Still, today's ruling was welcome as far as it went, and they do say that good things come in threes. Today has also been the day that Jacob Zuma has been found constitutionally ineligible to stand for Parliament, a story that is one of many reasons to look forward to the election of Andrew Feinstein at Holborn and St Pancras, and the day that the Chief Prosecutor of the International Criminal Court, the magnificently British Karim Khan KC, has applied for arrest warrants for Benjamin Netanyahu, Yahya Sinwar, Yoav Gallant, Ismail Haniyeh and Mohammed Deif. So what that Israel is not a party to the ICC, something that speaks for itself? Tellingly, nor is either Russia or Ukraine. It is good to see the mask of "the rules-based international order" slip. You cannot seriously be proposing to vote for Joe Biden now, can you? Or for Keir Starmer, who expressly defended Israel's "right" to impose the "starvation as a method of warfare" for which Netanyahu and Gallant now face arrest, sending David Lammy out to do the rounds to repeat that obscenity? When Israel used a weapon from Britain to kill three British aid workers, then it was only giving effect to the British Labour Party policy that Gaza should be starved.

Such proponents of that as there are, were out on Saturday in the form of the tiny, screeching mob that the Police allowed at the Piccadilly Circus bottleneck due to pressure from the Government to provoke a confrontation with the entirely peaceful march for peace. Unlike the main demonstrators, that little gang usually assaults the Police, who therefore got off lightly this time. But if there were anything like that presence again, then the reason would be clear: the Government, under pressure from the loonies in and around its own party, had ordered the Police to create a confrontation, which there has only ever been from the supporters of Suella Braverman and "Tommy Robinson", who came equipped to stab the Police and who did so in some numbers, and from Gideon Falter, who also assaulted a Police Officer. Braverman was Home Secretary at the time of those stabbings, which she had incited. But if you rightly thought that that was bad, then imagine that Starmer were Prime Minister and that the Home Secretary were Yvette Cooper.

But when I tell you that there is going to be a hung Parliament, then you can take that to the bank. I spent the 2005 Parliament saying that it was psephologically impossible for the Heir to Blair's Conservative Party to win an overall majority. I predicted a hung Parliament on the day that the 2017 General Election was called, and I stuck to that, entirely alone, all the way up to the publication of the exit poll eight long weeks later. And on the day that Rishi Sunak became Prime Minister, I predicted that a General Election between him and Starmer would result in a hung Parliament.

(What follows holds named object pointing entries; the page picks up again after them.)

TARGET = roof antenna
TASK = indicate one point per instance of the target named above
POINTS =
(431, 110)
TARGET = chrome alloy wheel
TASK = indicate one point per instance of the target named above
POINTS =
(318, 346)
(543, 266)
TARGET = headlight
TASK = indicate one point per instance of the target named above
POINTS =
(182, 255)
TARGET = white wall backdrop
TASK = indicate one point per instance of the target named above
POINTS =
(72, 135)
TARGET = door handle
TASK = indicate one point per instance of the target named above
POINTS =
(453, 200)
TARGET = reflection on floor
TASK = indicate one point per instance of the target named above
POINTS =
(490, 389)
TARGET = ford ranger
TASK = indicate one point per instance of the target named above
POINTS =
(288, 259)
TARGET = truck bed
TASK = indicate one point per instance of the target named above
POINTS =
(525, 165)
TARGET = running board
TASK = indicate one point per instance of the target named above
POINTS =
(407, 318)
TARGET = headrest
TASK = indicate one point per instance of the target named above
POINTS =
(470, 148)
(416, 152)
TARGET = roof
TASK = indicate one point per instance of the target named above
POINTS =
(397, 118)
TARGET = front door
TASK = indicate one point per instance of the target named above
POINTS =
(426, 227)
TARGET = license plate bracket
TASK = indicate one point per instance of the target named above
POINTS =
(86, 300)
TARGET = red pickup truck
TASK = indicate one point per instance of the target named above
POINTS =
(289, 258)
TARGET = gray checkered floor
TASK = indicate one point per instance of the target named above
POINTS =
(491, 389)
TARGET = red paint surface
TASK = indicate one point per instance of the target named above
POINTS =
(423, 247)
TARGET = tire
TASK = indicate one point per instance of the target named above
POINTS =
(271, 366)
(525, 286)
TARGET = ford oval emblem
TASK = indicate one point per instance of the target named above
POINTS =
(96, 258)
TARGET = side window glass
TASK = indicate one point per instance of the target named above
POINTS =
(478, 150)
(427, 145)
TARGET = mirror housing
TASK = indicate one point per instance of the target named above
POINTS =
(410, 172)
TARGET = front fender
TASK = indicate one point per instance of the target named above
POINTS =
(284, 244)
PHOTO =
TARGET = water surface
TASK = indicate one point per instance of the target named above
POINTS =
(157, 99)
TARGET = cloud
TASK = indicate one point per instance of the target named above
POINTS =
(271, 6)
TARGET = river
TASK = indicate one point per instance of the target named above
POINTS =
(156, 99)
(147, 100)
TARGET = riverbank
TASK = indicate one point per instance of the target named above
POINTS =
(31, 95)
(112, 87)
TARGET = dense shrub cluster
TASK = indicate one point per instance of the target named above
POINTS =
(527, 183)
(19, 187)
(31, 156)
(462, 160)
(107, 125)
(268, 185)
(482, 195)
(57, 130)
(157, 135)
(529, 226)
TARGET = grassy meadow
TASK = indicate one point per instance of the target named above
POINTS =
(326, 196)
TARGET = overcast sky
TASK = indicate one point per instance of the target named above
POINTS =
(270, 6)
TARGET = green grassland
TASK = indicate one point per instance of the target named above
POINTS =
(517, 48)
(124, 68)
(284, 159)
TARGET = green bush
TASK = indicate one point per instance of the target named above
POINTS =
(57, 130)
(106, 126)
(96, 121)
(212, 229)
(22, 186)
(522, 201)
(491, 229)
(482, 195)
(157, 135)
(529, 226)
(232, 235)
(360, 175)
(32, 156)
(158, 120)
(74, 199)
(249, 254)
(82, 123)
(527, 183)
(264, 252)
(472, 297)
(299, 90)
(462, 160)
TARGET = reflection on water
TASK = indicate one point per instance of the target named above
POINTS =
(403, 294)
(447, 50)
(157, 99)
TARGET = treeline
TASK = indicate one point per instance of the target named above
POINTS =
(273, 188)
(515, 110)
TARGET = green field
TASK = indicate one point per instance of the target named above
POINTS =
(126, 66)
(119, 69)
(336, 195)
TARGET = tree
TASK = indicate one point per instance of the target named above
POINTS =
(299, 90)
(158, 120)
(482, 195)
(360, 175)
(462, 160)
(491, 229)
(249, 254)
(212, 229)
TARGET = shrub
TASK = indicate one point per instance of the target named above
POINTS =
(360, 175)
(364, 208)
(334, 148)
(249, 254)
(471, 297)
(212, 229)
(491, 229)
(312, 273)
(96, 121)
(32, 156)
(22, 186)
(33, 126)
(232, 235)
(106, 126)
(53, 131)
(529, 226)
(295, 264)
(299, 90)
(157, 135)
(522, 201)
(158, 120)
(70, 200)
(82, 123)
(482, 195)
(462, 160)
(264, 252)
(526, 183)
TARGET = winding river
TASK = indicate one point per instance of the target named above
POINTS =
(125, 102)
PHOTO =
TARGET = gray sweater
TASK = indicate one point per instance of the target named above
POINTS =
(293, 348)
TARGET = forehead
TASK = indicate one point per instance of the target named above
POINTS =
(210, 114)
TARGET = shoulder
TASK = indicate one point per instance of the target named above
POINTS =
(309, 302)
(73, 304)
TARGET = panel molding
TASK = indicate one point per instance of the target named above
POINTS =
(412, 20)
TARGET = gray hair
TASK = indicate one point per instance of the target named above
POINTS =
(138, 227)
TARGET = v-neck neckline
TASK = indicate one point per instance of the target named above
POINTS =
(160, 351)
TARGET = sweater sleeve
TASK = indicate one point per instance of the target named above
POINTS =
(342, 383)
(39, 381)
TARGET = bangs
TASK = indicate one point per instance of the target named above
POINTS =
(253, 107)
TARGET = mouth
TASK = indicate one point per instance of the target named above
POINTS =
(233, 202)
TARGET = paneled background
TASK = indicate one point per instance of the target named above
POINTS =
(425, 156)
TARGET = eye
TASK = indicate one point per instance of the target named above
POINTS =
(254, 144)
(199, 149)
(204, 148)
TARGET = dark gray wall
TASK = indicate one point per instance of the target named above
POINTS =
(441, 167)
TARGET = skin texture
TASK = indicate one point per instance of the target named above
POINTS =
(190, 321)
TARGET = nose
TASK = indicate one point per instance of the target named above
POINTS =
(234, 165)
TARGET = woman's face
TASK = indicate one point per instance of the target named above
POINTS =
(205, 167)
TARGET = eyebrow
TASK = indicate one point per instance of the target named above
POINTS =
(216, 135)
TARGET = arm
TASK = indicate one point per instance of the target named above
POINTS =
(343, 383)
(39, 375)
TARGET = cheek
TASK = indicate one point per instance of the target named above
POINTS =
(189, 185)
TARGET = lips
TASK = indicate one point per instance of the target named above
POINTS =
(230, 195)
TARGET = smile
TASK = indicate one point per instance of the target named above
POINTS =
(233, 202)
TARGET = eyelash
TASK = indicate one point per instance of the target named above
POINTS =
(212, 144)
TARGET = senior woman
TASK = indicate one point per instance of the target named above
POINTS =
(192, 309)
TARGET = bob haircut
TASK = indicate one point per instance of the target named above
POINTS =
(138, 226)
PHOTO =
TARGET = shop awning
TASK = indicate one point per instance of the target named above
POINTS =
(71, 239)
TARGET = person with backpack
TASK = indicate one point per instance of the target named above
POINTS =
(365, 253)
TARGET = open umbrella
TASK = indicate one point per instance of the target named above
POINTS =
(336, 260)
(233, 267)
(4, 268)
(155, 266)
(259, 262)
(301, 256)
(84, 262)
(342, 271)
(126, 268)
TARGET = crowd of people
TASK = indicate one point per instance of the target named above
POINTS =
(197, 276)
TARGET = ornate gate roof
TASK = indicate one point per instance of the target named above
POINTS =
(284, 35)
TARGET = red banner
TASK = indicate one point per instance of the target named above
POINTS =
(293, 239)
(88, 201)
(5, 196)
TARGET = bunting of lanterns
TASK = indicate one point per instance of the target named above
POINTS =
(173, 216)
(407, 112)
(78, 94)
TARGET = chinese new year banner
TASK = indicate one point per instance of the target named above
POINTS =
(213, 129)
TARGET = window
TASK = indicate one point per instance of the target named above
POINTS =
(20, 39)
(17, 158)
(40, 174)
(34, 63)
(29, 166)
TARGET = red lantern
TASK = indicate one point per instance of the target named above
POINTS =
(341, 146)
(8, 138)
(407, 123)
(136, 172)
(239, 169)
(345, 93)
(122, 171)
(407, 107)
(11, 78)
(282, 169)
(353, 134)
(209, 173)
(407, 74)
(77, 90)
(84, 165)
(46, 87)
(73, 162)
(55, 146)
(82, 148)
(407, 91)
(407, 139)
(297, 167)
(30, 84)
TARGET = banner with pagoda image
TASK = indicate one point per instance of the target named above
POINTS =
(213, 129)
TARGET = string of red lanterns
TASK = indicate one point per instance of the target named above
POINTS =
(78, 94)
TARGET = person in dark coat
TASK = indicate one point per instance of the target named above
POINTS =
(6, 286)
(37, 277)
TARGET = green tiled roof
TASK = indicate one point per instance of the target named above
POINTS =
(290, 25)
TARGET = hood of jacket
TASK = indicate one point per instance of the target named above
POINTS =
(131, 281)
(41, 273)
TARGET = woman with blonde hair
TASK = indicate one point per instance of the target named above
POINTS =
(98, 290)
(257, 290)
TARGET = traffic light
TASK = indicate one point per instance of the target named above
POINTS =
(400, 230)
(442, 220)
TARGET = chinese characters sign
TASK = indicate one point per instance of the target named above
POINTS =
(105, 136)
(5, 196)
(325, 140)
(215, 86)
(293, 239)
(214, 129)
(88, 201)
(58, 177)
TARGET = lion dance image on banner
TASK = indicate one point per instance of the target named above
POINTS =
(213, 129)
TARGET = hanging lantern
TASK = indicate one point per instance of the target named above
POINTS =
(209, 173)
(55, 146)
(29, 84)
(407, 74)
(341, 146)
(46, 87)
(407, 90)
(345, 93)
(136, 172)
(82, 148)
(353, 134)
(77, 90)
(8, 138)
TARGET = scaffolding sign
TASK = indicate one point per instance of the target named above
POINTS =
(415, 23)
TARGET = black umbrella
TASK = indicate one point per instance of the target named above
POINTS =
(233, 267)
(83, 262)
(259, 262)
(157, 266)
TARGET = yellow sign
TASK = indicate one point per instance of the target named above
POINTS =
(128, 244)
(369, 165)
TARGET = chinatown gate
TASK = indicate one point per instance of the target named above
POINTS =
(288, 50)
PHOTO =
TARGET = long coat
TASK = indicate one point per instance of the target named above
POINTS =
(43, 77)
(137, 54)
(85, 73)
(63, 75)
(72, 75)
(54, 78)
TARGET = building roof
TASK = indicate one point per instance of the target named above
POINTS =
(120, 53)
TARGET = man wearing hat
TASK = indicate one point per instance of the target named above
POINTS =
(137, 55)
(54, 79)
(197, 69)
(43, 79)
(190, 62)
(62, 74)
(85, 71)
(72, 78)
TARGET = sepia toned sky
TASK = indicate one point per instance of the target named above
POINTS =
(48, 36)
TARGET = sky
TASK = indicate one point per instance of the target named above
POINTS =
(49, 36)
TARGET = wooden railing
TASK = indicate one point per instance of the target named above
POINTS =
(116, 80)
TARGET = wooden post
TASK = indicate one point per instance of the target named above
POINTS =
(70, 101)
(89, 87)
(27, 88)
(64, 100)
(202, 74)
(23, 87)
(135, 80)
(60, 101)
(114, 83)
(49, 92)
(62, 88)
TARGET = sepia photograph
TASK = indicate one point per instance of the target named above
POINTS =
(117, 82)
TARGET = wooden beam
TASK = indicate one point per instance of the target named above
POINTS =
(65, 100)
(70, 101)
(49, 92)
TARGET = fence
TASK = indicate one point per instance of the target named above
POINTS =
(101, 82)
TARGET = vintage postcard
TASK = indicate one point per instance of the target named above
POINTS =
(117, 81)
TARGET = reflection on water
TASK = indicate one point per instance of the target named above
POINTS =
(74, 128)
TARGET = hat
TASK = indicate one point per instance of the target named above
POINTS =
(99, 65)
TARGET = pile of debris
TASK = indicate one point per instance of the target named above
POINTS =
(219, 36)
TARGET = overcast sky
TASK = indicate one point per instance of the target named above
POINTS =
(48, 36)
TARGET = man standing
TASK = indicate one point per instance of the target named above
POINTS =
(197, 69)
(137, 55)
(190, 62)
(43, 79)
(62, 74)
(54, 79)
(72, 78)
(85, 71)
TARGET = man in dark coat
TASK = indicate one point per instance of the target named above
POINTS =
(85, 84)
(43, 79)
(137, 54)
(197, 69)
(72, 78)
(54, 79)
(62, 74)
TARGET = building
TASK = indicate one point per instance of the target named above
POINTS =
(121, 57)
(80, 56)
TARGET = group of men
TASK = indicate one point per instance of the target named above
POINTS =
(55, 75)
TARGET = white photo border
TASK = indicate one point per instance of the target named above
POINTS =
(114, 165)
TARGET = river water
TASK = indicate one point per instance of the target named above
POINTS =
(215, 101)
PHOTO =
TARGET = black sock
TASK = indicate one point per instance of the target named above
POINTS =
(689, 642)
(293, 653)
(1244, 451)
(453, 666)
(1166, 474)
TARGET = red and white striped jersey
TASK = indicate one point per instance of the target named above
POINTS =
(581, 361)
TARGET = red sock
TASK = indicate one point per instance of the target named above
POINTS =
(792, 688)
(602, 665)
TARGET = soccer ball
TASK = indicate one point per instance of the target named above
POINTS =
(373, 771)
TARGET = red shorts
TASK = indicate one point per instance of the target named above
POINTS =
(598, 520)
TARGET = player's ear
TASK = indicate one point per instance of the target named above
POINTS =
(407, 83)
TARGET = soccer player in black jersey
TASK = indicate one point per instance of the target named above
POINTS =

I have no plan to join the Workers Party of Britain, although nor would I expect to stand against it. If, however, it did not contest North Durham, then I would. To strengthen families and communities by securing economic equality and international peace through the democratic political control of the means to those ends, including national and parliamentary sovereignty, we need to hold the balance of power. Owing nothing to either main party, we must be open to the better offer. There does, however, need to be a better offer. Not a lesser evil, which in any case the Labour Party is not. We have made a start.